Nation-state militaries generally bring their own networks, but irregular forces like guerrillas, terrorists, and militia fighters generally use the same infrastructure as the civilian population. If the US shuts it all down indiscriminately, it may lose local support. So a major part of the training is about waging the counter-propaganda war on social media.
The Army has built up this cyber training infrastructure since 2014, when ARCYBER launched its Cyber Support to Corps & Below pilot program. The initial exercises were with light forces at JRTC. The first was in May 2015, when the 3rd Brigade of the 25th Infantry exercised with both offensive and defensive cyber capabilities. In June, the famed Ranger Regiment did an exercise “focused on the rapid fielding of tactically deployable kit, focused on ISR (intelligence, surveillance, reconnaissance) and targeting,” said Burnett. In November, the 1st Infantry Brigade of the 82nd Airborne did a “defensive-focused effort… against an aggressive cyber attack,” he said.
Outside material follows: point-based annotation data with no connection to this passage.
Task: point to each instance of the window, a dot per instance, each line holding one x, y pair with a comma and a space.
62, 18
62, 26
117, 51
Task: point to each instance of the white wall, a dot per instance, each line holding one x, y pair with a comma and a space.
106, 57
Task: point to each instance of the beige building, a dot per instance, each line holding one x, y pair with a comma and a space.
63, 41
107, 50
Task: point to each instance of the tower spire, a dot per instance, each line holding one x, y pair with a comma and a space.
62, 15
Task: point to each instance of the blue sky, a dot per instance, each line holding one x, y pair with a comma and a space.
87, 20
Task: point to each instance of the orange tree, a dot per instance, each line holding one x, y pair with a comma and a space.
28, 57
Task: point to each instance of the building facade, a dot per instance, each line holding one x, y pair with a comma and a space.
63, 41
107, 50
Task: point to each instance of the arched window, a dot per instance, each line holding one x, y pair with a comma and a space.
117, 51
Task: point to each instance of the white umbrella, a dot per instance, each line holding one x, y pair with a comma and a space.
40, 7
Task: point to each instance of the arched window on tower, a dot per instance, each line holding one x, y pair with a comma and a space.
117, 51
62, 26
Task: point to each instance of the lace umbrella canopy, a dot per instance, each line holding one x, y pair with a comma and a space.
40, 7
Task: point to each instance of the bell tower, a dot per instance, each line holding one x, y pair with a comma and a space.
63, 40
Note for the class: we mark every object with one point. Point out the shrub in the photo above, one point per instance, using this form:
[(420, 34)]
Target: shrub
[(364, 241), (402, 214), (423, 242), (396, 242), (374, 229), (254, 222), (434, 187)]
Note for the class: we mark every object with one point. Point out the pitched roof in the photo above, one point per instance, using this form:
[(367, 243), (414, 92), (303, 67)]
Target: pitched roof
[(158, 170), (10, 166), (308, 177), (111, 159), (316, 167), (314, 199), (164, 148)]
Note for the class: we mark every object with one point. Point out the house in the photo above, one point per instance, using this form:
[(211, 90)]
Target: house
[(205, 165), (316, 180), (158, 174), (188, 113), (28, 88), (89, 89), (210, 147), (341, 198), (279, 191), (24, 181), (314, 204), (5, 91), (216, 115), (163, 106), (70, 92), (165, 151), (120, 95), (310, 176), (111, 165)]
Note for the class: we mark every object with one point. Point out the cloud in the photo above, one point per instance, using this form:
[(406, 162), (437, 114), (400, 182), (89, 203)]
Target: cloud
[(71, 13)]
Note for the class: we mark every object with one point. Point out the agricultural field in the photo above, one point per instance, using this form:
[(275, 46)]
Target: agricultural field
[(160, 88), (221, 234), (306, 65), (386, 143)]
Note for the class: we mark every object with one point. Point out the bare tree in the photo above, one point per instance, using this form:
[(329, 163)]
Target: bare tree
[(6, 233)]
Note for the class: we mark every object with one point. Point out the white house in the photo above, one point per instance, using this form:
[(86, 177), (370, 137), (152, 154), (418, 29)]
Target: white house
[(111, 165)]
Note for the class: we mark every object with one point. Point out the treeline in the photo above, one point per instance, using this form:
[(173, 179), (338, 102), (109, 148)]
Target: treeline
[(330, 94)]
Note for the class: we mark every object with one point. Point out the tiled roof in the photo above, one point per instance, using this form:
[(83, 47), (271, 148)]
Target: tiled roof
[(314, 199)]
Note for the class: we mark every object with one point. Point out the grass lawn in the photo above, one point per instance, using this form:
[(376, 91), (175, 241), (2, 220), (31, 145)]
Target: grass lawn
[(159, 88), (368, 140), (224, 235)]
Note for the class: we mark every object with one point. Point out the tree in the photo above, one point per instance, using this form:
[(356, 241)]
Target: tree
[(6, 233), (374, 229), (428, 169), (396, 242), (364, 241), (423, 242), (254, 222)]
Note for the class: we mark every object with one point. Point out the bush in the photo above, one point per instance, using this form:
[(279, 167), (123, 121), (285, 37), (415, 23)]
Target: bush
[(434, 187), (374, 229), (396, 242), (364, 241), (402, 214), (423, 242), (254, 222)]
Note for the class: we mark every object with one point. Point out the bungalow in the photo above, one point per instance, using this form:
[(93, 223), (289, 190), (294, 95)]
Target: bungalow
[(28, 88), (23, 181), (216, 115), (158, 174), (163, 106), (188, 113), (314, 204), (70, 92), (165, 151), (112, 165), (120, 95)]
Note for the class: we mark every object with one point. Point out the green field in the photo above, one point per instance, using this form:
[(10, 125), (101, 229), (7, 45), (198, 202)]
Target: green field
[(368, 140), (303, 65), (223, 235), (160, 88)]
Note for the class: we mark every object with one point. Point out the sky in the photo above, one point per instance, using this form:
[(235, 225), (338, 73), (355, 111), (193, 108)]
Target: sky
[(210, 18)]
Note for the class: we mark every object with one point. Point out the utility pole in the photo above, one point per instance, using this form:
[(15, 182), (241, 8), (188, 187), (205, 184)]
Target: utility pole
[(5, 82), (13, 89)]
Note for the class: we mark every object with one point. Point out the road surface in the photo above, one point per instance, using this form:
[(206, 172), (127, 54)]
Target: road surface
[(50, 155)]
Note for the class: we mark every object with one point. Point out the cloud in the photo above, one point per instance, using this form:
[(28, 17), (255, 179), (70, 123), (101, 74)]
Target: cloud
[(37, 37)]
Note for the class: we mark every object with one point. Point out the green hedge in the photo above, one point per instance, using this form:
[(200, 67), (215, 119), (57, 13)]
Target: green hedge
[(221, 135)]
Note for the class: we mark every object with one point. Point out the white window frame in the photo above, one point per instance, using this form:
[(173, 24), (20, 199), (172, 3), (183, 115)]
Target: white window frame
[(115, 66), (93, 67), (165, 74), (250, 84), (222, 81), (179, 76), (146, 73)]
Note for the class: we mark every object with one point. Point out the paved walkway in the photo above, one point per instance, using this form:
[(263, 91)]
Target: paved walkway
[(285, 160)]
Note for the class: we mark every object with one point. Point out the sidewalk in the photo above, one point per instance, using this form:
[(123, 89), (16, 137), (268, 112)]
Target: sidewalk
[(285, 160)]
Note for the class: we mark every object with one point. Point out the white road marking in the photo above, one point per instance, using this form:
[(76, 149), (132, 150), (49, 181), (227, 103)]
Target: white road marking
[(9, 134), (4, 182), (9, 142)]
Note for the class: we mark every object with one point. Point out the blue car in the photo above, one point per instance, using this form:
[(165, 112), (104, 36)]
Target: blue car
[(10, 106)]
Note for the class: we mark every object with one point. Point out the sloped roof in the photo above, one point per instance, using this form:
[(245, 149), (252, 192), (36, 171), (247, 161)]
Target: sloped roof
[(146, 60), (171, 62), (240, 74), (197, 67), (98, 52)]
This year’s exercises involve mechanized forces at the NTC. 2/2 Stryker — a medium brigade of the Army’s eight-wheel-drive armored vehicles — conducted a NTC wargame in January. July and August will be the turn of 1/1 Armored, a heavy brigade of tracked vehicles. ARCYER expects to embed cyber forces in two Combat Training Center exercises a year, plus one Army technology assessment exercise, either an Army Warfighting Assessment (AWA) or a Network Integration Evaluation (NIE).
To date, the cyber teams have joined the combat brigades for specific training events, but then return to their home bases. Many of the Army’s “enablers” are centralized this way, since it’s expensive to set up the highly technical training facilities they require at more than one location. But the service is exploring a wide range of potential organizations and technologies. The one certainty, said Lt. Col. Burnett, is wherever Army soldiers go in the future, they will be surrounded by the invisible battlefield of cyberspace.